Anna Lewandowska wróciła z rodzinnego urlopu na Majorce i rzuciła się w wir obowiązków. Na InstaStories pokazywała kulisy najnowszej sesji zdjęciowej, która ma promować nowe produkty z jej cateringu. Trenerka chętnie bawi się modą i bacznie śledzi, co jest teraz w trendach. Zachwyciła internautów w pudrowo różowej sukience, za którą trzeba jednak słono zapłacić.
Anna Lewandowska postanowiła odwiedzić szklarnię, w której uprawiane są ekologiczne warzywa i zioła. Później znajdują one zastosowanie w daniach jej cateringu. Wypad do szklarni nie mógł obejść się bez sesji zdjęciowej. Ania tego dnia postawiła na koronkową, krótką sukienkę w bladoróżowym odcieniu, która składała się z falbanek. Dobrała do niej wysokie kalosze w ciemnozielonym kolorze. Z pękiem ziół przy twarzy spogląda prosto do obiektywu.
Pękam z dumy. Dziś dzień na wyjątkowym planie cateringu - napisała "Lewa".
W komentarzach fani zwrócili uwagę na dziewczęcą stylizację Ani, a najbardziej do gustu przypadła im sukienka. Jedna z internautek zdradziła, że kreacja pochodzi z domu mody Zimmermann i trzeba za nią zapłacić ponad cztery tysiące złotych. Wysoka cena ostudziła zapał obserwatorek Lewandowskiej, które przyznały, że sukienka jest piękna, ale nie stać je by ponosić takie wysokie koszty.
Jaka piękna sukienka.
Zimmermann, 4,5 tys.
O Boże. Tyle to ja w miesiąc nie zarabiam - czytamy.
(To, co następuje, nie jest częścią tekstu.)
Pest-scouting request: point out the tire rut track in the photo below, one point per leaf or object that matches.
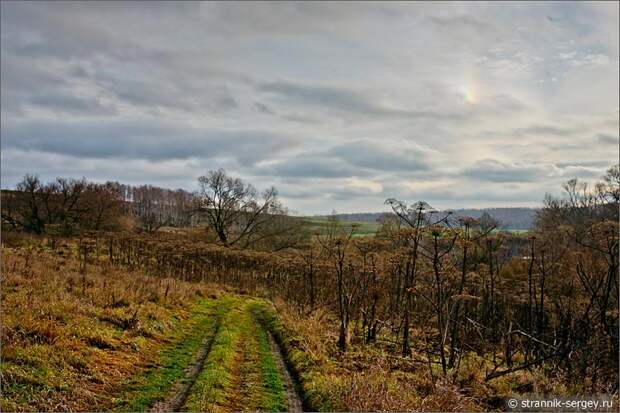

Przeglądając Instagram trenerki, można zauważyć, że Ania gustuje w ubraniach od znanych projektantów, jednak od czasu do czasu zakłada stylizacje z sieciówki, które natychmiast są wyprzedawane. A wam jak się podoba kreacja "Lewej" od luksusowe marki? Warta swojej ceny?